Use Case
I need to run a stateful application in active-passive mode across 2 geographic sites for disaster recovery. At any given time, only one instance should be active to avoid data corruption or conflicting operations.
Setup:
-
Site 1 (Primary): 3-5 Consul servers + Application instance
-
Site 2 (DR): 3-5 Consul servers + Application instance
-
Site 3 (Tiebreaker): 1-3 Consul servers (no app, just for quorum)
Requirements:
-
Automatic failover when primary site fails completely
-
Critical: Absolute guarantee against split-brain (both sites active simultaneously)
-
The application cannot tolerate even brief periods of dual-active state
Approach
Using Consul sessions + KV lock:
-
App acquires lock on
service/myapp/leaderwith session -
Session TTL = 30s with continuous renewals
-
On failure, session expires → lock released → failover
The Problem: Split-Brain During Network Partition?
Since WAN federation uses async gossip between datacenters:
Network partition: Site 1 isolated from Site 2 & 3
Site 1:
- Holds lock, renews session locally (Raft within Site 1)

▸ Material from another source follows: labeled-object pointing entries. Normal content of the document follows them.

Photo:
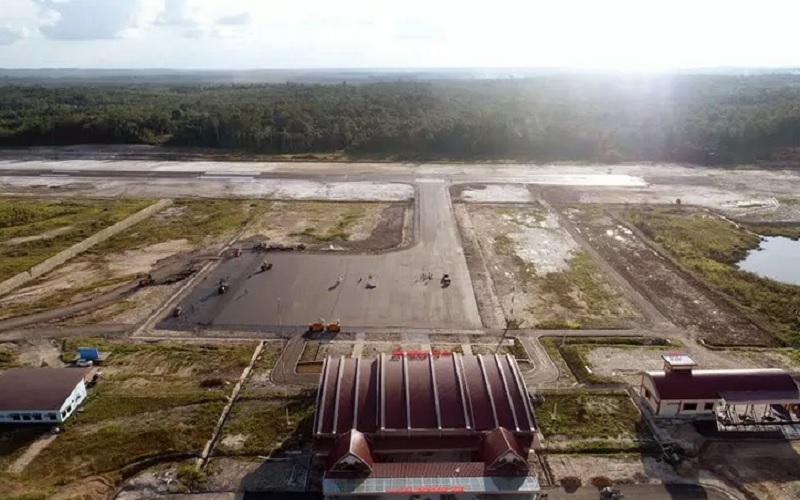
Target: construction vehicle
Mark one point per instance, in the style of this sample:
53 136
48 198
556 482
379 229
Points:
147 281
609 493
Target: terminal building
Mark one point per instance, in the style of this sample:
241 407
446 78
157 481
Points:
450 427
736 399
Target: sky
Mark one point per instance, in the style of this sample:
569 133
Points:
630 35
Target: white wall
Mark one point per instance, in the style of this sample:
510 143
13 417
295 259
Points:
73 401
43 417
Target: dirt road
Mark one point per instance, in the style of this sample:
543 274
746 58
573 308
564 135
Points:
376 290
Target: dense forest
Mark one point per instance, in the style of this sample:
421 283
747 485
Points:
686 118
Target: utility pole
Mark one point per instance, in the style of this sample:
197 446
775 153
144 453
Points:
510 322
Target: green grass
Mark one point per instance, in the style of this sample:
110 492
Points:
341 231
709 248
23 217
519 215
582 289
598 419
572 353
8 358
62 297
152 401
262 422
195 220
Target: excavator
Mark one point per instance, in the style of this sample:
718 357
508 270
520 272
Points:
322 326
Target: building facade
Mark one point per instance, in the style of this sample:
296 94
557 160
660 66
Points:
447 426
682 391
41 395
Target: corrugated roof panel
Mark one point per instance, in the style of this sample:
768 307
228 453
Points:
329 395
450 402
346 397
394 390
480 401
368 395
505 413
511 372
423 404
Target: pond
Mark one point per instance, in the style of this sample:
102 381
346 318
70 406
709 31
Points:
777 258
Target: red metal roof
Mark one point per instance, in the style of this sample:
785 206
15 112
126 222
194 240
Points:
38 389
496 447
710 384
448 393
433 469
353 444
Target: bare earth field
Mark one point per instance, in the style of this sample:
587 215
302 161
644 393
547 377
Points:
672 293
153 399
539 271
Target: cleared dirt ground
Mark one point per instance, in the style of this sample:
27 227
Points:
671 292
181 238
766 470
153 399
331 226
539 271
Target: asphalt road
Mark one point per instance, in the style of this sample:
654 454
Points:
377 290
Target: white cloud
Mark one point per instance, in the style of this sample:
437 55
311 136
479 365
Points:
179 13
9 35
629 34
90 19
239 19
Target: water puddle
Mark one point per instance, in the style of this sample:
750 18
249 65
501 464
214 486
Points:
777 258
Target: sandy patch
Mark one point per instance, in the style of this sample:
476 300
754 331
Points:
43 236
498 193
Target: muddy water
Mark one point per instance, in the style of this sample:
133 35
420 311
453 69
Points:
777 258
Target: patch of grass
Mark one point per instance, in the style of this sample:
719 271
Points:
341 231
151 402
310 351
584 289
522 215
709 248
574 351
195 220
63 297
585 415
263 423
8 358
27 217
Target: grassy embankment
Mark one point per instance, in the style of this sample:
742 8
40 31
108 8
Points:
33 230
596 422
709 248
571 353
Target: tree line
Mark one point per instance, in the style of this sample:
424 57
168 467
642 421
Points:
688 118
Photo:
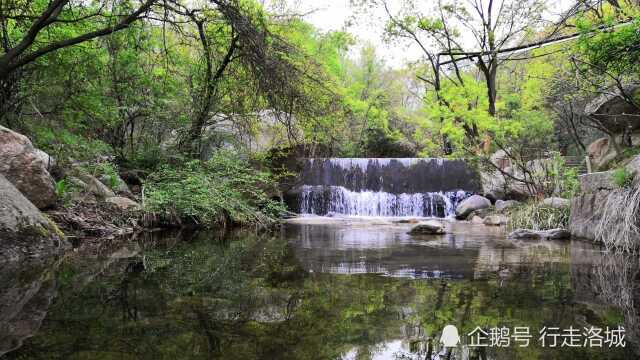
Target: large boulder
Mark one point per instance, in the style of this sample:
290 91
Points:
467 206
24 167
613 111
90 184
24 231
430 227
553 234
586 213
586 208
601 153
115 183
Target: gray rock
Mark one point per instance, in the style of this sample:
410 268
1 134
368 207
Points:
22 165
123 203
429 227
553 234
596 181
117 184
557 234
505 204
614 103
48 160
99 189
467 206
586 213
495 220
556 203
92 185
477 220
24 231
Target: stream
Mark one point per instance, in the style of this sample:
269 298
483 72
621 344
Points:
321 288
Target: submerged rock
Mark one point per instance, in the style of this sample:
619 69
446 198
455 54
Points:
477 220
506 204
556 203
430 227
24 231
23 165
467 206
123 203
495 220
553 234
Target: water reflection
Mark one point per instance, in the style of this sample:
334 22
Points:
320 291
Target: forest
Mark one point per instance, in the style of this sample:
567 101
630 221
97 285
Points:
201 103
235 179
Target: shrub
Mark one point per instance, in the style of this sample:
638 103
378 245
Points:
211 192
535 216
622 177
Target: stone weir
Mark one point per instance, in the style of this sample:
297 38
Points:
384 187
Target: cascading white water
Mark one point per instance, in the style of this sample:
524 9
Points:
337 199
417 187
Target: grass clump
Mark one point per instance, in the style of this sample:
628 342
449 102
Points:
536 216
224 189
623 178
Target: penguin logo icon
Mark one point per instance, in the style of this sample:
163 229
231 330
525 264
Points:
450 337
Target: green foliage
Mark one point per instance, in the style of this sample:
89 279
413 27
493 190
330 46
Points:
62 187
622 177
535 216
211 192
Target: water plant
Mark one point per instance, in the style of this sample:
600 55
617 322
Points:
535 216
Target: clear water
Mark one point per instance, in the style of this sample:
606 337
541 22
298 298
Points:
356 288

- Cannot replicate to Site 2/3
Site 2:
- Stops receiving renewals
- Session expires after 30s
- Acquires lock
Result: Both sites think they hold the lock
Questions
-
Can split-brain occur with this setup? My understanding is yes, because:
-
Strong consistency within each DC (Raft)
-
Eventual consistency between DCs (async gossip)
-
-
Is Consul WAN federation designed for this use case? Or is it better suited for service discovery where eventual consistency is acceptable?
-
Recommended approach? Should I:
- Use etcd instead (single Raft across all sites)
Environment
- K8s clusters in 3 geographic regions